Dire warnings for sole traders as super contributions are sacrificed to meet everyday costs

- October 20, 2022 2 MIN READ
Sole trader

Sole traders have been warned that they are sacrificing their futures as almost a quarter report they plan on cancelling or delaying their super contributions due to rising costs.

The findings come from the latest Hnry Sole Trader Pulse which suggests the figures are even worse for women.

The nationwide survey of self-employed people in Australia revealed that 31 per cent of women are considering cutting their super to make ends meet compared to 20 per cent of men. Even more alarming, since superannuation is not compulsory for the nation’s sole traders, over four in ten (43 per cent) admit they have never made a contribution.

Karan Anand, Hnry Australia Managing Director said it was unsurprising that the nation’s sole traders were neglecting their super given mounting economic pressures.

“With increasing inflationary and interest rate pressure, uncertainty in the economic outlook and financial admin taking them out of action for a full day every week or forcing them to find these hours last at night, it is no surprise that almost half of the self-employed – and vastly more women than men – are not contributing to their super.

“These pressures are compounded by the data that shows that just three weeks out from the tax filing deadline, only 50 per cent have completed their tax returns, Anand said.

The survey revealed sole traders are also battling increased working hours and lower rates as they attempt to cope with inflation and a competitive market. This results in less of the work-life balance that encouraged many to initially become self-employed.

The impact is being felt in a decline in their mental health and wellbeing.

Hnry reports fewer individuals to believe they have the right work-life balance than 12 months ago when the survey began. According to one respondent, a sole trader in the health sector: “Mental health is a booming industry, unfortunately”.

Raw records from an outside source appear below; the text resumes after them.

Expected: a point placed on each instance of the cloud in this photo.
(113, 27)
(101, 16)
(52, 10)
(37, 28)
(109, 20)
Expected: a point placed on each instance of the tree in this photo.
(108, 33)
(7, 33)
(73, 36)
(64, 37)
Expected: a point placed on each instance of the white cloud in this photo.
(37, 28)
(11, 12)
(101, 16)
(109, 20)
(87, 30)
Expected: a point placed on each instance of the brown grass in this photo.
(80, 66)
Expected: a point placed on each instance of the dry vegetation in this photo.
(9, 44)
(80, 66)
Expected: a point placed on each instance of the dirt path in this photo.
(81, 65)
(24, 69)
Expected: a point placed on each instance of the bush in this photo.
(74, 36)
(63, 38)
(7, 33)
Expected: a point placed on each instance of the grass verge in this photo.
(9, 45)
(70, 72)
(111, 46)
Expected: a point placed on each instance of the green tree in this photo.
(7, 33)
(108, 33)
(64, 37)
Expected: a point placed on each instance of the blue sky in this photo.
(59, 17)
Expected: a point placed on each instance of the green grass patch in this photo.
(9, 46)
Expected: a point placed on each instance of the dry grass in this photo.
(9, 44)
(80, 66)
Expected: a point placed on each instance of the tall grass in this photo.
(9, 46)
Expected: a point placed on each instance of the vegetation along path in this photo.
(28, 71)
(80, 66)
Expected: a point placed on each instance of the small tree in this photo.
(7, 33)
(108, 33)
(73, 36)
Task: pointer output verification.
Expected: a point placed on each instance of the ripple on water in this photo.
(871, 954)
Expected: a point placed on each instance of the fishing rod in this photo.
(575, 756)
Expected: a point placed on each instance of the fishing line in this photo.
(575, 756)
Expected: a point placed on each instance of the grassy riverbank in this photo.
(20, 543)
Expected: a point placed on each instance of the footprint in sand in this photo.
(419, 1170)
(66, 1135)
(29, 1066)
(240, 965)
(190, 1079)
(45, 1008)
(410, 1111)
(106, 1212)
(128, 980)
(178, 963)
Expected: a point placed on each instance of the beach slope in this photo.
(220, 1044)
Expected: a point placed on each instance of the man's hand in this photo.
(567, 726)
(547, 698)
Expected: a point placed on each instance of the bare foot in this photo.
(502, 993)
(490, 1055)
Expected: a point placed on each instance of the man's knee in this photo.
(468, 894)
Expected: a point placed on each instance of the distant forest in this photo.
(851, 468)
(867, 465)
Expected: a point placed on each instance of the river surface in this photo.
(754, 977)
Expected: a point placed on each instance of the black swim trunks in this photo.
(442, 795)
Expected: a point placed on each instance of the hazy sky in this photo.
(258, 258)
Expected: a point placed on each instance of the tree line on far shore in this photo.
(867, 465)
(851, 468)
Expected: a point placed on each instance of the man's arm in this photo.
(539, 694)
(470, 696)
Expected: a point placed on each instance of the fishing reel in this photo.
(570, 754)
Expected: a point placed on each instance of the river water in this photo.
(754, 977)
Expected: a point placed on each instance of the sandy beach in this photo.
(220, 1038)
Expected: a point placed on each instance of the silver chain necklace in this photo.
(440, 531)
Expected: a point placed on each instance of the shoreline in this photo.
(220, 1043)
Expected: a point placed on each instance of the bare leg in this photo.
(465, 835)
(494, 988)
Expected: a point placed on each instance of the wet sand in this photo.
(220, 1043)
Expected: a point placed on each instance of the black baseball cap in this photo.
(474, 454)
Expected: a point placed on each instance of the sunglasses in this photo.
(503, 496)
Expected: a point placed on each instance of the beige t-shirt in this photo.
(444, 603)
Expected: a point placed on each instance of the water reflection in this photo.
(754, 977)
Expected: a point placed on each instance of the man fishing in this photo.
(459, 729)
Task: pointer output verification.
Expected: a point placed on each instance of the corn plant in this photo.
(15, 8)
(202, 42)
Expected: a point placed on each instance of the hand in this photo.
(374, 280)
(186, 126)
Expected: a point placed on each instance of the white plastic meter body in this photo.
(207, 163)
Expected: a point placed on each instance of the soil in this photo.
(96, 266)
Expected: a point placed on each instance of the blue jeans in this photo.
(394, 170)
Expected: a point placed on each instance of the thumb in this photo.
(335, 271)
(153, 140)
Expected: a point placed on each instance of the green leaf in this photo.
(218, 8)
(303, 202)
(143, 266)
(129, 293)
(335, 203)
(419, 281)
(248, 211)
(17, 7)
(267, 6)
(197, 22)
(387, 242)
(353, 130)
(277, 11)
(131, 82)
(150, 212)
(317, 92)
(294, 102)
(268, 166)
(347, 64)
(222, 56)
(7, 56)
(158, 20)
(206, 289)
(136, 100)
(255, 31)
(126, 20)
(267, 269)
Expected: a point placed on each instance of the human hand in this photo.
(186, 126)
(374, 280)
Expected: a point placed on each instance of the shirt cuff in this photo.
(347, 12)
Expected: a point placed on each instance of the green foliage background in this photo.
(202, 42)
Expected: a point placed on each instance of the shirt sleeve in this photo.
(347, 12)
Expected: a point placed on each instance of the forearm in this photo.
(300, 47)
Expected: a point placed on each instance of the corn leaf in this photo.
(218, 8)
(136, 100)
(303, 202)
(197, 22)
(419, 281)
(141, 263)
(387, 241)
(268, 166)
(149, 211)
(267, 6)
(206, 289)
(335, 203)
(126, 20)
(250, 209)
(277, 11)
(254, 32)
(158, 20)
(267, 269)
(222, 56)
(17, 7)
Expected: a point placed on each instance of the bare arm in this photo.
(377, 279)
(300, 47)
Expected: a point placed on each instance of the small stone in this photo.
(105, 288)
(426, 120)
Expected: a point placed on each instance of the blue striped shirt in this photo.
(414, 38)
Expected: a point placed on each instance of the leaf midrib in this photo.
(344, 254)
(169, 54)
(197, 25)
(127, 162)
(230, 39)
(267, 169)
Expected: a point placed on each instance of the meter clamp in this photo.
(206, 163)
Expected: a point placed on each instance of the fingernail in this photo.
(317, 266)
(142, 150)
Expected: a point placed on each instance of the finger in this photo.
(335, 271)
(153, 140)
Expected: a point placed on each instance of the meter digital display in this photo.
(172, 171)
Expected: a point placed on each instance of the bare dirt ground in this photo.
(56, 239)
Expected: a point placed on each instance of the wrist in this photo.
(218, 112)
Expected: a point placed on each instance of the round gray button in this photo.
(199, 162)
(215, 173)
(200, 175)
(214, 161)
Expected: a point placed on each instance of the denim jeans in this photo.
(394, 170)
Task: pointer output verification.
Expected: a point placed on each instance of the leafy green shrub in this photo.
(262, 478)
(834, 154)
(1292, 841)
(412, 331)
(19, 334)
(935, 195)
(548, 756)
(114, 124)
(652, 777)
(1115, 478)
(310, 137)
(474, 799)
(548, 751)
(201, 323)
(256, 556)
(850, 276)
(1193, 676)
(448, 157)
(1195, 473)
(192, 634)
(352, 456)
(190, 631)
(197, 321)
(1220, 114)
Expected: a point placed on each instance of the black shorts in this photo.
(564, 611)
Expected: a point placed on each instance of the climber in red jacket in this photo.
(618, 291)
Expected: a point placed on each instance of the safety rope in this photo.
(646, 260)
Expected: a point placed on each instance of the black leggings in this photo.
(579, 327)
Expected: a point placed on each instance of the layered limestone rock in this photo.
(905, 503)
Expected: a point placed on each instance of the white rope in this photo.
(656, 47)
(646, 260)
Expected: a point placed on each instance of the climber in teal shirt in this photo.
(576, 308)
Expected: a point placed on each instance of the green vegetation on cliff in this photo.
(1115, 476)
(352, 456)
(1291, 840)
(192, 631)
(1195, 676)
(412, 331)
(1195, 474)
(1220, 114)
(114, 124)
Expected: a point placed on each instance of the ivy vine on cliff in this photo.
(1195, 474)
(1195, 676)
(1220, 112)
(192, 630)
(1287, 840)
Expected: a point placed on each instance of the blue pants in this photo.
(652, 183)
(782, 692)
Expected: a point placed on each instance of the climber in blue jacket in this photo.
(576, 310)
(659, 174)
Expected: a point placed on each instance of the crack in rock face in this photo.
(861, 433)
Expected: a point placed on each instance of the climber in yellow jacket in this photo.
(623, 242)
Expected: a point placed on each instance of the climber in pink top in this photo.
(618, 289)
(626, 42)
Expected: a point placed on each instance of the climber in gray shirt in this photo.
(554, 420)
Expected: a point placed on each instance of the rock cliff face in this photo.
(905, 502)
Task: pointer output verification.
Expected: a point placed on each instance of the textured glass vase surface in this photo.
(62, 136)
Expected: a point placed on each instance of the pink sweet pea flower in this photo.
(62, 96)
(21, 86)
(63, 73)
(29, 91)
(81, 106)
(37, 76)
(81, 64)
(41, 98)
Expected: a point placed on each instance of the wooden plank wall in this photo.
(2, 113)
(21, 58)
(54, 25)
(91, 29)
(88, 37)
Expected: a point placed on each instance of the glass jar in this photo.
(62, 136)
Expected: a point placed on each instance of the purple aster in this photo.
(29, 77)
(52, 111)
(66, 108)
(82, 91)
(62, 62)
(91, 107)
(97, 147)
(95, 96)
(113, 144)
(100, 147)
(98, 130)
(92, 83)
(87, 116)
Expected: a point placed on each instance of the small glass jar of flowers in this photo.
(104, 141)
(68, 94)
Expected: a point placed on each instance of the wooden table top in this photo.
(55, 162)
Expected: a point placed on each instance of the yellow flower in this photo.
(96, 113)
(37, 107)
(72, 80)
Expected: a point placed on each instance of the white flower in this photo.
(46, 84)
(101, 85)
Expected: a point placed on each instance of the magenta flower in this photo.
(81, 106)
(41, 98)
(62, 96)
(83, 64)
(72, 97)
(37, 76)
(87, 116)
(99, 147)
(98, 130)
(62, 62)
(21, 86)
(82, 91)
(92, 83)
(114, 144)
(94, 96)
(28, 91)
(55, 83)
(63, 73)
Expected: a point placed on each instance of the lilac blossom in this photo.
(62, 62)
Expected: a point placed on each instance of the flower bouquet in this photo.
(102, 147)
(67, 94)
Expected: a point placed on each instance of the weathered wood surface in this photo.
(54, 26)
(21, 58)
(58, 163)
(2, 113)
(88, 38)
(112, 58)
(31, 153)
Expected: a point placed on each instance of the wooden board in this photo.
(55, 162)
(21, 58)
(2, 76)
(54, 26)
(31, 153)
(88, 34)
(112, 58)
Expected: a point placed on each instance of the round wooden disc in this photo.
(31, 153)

In fact, sole traders are more pessimistic about the medium-term outlook for the economy than they were during the depths of lockdown. Despite the fact that quarterly income is improving, economic conditions are biting.

“We also know that, overwhelmingly, sole traders consciously choose working for themselves because of the myriad positive benefits it brings: lifestyle, flexible working conditions, a chance to pursue their passion and choose their own future.

“Most Australians are facing tougher economic times at the moment and we really admire how the self-employed are pushing through. We are here to support them,” Anand said.

The Hnry Sole Trader Pulse is Australia’s only regular, comprehensive snapshot of self-employed people in Australia.